LA RADE en rade

30 Avril 2013

Les questions de mobilité sont relativement complexes mais sont surtout liées à d’autres problématiques telles que la sécurité, l’emploi, la croissance, le logement, la voirie. etc.

Un élu devrait pouvoir se projeter au-delà des 20 prochaines années afin d’établir son plan d’action. Mais comment développer une vision avec tant d’incertitudes sociales, politiques et économiques ? Et avec quels moyens ?

Quelle place pour les transports individuels (TI) demain ?
Energies fossiles et développement durable
Urbain ou rural ? Ramener la campagne en ville
Individuel et/ou collectif
Stratégies de priorisation
Alternatives crédibles aux TI
Mobilité douce, gare aux intégrismes !
Stratégie du Conseil d'Etat (CE), Mobilités 2030

Certains prédisaient la fin du monde, mais la plupart d'entre nous a continué à vivre comme si de rien n’était.
A défaut d’un nouveau paradigme sociétal qui ne viendra que dans la douleur, nous persisterons à suivre le modèle de consommation/production qui semble satisfaire le plus grand nombre. Prenons en acte et tentons de définir les contours d’une politique de mobilité qui permette de satisfaire ce choix de manière pragmatique.

Le premier constat qu’il s’agit de faire honnêtement, c’est de reconnaitre que mobilité égale liberté. Comme nous l’avons confirmé dans notre nouvelle Constitution, le choix du mode de transport doit être garanti.
Les brimades et autres obstacles artificiels mis en place pour décourager les particuliers d’utiliser leur véhicule doivent être bannis. Ils ne font que paralyser la ville sans donner une vraie priorité aux transports publics.
Le seul pouvoir de nos élus réside dans leur capacité à inciter, à convaincre du bien fondé du transfert multi-modal afin que chaque citoyen décide lui même quel moyen de transport est le plus adéquat dans une situation donnée.

 

Quelle place pour les transports individuels demain ?

Qui peut raisonnablement se projeter après-demain ?
Si le développement démographique continue sur la même courbe, dans 100 ans il n’y aura plus de place et donc plus de véhicules pour les particuliers.

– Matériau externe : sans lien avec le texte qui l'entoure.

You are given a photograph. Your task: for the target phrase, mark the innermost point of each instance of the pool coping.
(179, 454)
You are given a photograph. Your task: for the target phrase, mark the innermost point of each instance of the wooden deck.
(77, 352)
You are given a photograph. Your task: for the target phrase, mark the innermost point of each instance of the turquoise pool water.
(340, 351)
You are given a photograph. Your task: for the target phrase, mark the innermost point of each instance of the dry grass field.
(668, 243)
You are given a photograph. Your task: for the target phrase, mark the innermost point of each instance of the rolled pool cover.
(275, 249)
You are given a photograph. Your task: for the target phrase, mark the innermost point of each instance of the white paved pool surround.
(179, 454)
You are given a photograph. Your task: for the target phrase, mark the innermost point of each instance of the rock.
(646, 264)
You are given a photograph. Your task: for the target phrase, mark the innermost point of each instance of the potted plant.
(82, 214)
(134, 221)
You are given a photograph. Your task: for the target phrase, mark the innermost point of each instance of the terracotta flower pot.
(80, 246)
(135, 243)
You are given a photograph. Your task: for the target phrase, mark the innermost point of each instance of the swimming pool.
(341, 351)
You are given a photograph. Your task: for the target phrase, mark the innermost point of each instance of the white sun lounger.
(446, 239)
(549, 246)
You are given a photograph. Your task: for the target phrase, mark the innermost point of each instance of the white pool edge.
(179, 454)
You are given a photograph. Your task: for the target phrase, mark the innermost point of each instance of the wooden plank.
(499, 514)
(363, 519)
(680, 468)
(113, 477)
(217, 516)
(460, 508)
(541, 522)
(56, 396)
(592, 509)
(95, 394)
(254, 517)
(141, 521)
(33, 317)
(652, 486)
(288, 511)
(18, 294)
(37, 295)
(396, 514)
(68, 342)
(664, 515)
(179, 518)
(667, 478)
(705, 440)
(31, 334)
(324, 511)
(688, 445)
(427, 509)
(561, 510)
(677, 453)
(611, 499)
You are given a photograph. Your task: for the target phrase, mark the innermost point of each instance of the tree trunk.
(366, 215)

Ce sera aussi la fin des maisons individuelles...
En revanche une catastrophe majeure pourrait nous ramener au Moyen Age.

Mais on peut envisager demain, disons dans 30 ou 50 ans.

Je suis le premier à m’émerveiller devant le génie humain, tout particulièrement lorsqu’il s’exprime dans la technologie de pointe.
L’évolution des voitures est vraiment spectaculaire et, chaque année, le record d’affluence au Salon de l’auto de Palexpo est dépassé.
Les hommes et les femmes aiment les bagnoles !

Mais de plus en plus de citadins refoulent cet émerveillement car ils ne sont plus prêts à en payer le prix. Les nuisances de ces engins bruyants et polluants sont des entraves à l’épanouissement et nous rendent parfois malades. Il serait si bon de pouvoir vivre dans des villes sans voitures.

Aujourd’hui, seuls quelques allumés envisagent ce nirvana. Ils focalisent leur haine sur les détenteurs de véhicules gourmands qui ne représentent qu’un bien faible pourcentage des utilisateurs.
En effet, toute l’économie fonctionne grâce à cette mobilité. Les professionnels envahissent l’espace urbain, 24/24.
Non seulement les artisans, les services et les livraisons, mais surtout le transfert des marchandises sur le dernier kilomètre.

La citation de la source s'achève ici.